AQI assumed greater independence in the wake of bin Laden’s death. In 2012, al-Zawahiri renamed his outfit to the Islamic State of Iraq and Syria (ISIS), commanded by one Abu Bakr al-Baghdadi. In the wake of the 2012 Arab Spring, ISIS gained new prominence as a combatant force in the Syrian Civil War to overthrow Syrian President Bashar al-Assad. Its presence put ISIS directly at odds with another al Qaeda affiliate operating in Syria, Jabhat al-Nusra. When fighting broke out between the groups, al-Baghdadi refused a direct order from al-Zawahiri to vacate Syria; soon after in 2014 he officially broke with al Qaeda. Thus the modern ISIS was born.
The Islamic State operates like a terrorist-cell-turned-government. Indeed, al-Baghdadi infamously declared it a worldwide caliphate, with himself at its head as caliph. With its headquarters at ar-Raqqa in Iraq and combined military forces operating across multiple fronts, it bears resemblance to an actual state. This is no coincidence, and indeed harkens back to fundamental disagreements between al Qaeda’s sects over issues like governing territory and the sanctioned killing of Sunnis (both groups are officially Sunni).

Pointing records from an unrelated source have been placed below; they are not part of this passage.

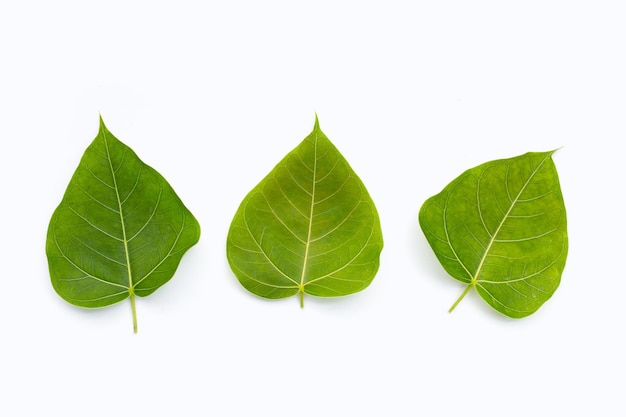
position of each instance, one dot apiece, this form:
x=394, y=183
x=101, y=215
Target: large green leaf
x=308, y=226
x=501, y=228
x=119, y=231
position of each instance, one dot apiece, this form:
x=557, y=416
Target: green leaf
x=119, y=231
x=309, y=226
x=501, y=228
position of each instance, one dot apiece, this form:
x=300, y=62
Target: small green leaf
x=501, y=228
x=119, y=231
x=308, y=226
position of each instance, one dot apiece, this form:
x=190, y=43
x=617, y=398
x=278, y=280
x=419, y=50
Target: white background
x=213, y=94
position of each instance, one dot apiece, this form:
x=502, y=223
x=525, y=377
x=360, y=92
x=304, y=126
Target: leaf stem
x=132, y=306
x=469, y=287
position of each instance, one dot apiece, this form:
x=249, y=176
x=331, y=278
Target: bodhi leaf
x=308, y=226
x=501, y=228
x=119, y=231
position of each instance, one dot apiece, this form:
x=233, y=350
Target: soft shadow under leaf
x=309, y=226
x=119, y=231
x=501, y=228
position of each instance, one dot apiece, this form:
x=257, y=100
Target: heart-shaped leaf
x=308, y=226
x=501, y=228
x=119, y=231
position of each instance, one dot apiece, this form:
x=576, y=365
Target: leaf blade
x=114, y=233
x=301, y=228
x=501, y=228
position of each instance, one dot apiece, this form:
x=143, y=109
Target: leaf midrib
x=121, y=213
x=474, y=278
x=307, y=244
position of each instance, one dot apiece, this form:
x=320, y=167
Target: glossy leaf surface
x=119, y=231
x=501, y=228
x=309, y=226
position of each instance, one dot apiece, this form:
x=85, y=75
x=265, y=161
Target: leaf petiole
x=469, y=287
x=132, y=306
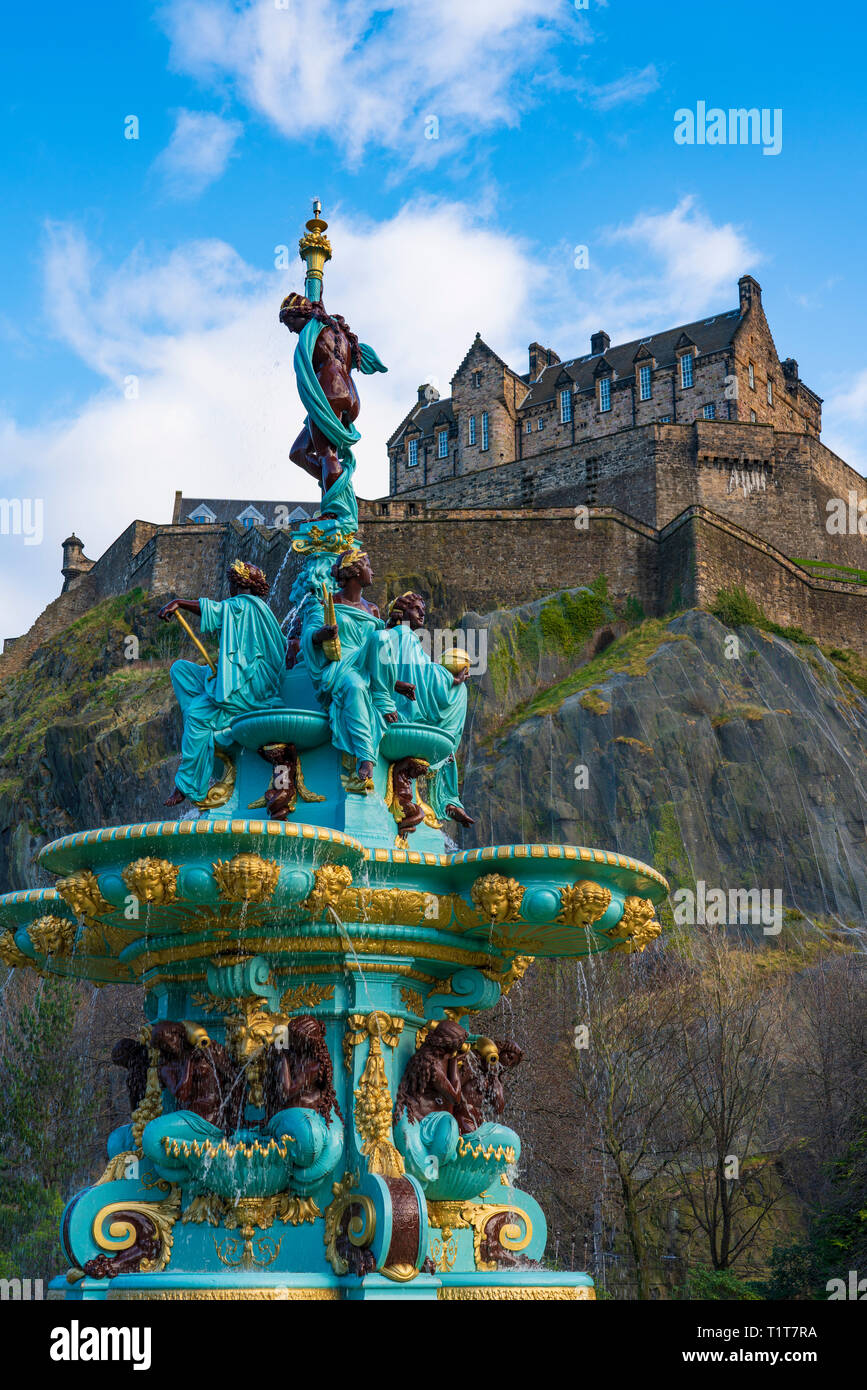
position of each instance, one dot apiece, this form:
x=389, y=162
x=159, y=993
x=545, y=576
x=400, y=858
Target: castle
x=677, y=464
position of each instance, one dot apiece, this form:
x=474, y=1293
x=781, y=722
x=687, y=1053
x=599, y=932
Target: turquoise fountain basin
x=303, y=727
x=414, y=741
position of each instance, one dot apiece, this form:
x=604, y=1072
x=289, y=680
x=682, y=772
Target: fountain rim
x=499, y=858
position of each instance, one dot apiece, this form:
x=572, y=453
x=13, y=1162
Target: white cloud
x=631, y=86
x=197, y=152
x=371, y=75
x=659, y=270
x=217, y=407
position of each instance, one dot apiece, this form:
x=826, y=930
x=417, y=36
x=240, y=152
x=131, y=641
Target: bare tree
x=730, y=1040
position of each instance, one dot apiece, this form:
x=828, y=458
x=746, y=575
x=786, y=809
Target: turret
x=75, y=562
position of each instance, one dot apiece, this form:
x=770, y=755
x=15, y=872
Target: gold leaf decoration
x=152, y=880
x=584, y=902
x=11, y=955
x=81, y=890
x=373, y=1097
x=498, y=898
x=329, y=883
x=246, y=877
x=304, y=997
x=518, y=968
x=637, y=929
x=53, y=936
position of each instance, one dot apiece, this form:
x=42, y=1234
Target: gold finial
x=314, y=246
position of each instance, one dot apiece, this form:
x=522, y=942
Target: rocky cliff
x=728, y=755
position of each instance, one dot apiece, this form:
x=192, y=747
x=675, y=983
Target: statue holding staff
x=248, y=676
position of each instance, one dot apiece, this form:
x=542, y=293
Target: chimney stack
x=749, y=291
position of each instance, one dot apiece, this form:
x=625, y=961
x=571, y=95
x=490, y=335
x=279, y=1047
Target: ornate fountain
x=313, y=1114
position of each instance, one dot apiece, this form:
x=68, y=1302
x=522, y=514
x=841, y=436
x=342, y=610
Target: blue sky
x=153, y=259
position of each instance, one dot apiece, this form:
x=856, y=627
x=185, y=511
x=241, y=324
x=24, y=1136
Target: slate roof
x=712, y=334
x=229, y=509
x=424, y=419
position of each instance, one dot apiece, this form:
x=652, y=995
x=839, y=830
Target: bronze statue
x=335, y=353
x=199, y=1073
x=132, y=1055
x=299, y=1072
x=432, y=1083
x=336, y=672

Unlike al Qaeda, which is undoubtedly diminished since the American-led invasion and subsequent death of its longtime leader, ISIS appears the more dynamic of the two. Its goals are different, however. Where al Qaeda remains focused on the distant goal of damaging the United States on its own shores, the Islamic State is intent on carving out a permanent empire centered in Iraq and Syria. Both despise Western civilization, yet see different enemies as the primary threat to their power.
Both groups follow Salafism, or Wahhabism - a theological doctrine espousing Sunni fundamentalism. Yet al Qaeda has expressed a hesitancy to murder Shi’ites and even other Sunnis, while remaining committed to the death of Westerners and Christians. ISIS has demonstrated no such restraint, and actively seeks out apostates and ‘moderate’ Sunnis to butcher. This is consistent with al-Baghdadi’s long-term goal of establishing a ‘pure’ theocracy; thus it is understable that he considers apostates a greater immediate threat than the United States.
For American leaders, both terrorist outfits remain thorny issues and must be eradicated, albeit for different reasons. Al Qaeda has long favored huge, symbolic attacks intended to win media coverage and Muslim hearts. Doubtless, even in its decentralized state, the group has not surrendered its vision of a dagger in the heart of the American homeland. Thus we must look to rooting its members out if we are to avoid another 9/11-style attack - a plan much easier said than done.
The Islamic State presents an entirely different challenge: Middle Eastern stability. As long as ISIS’s armies rampage through the Levant there can be no satisfying the Syrian Civil War. Instead, the threat to European cities will continue to grow, and Iraq will prove fertile ground for burgeoning Iranian influence over the region. These are problems not solved in a day, or perhaps even a single presidential term. Nevertheless, these are issues that must be put to the side for the present, and revisited after the immediate threat is terminated. It is imperative that the Islamic State and al Qaeda be destroyed.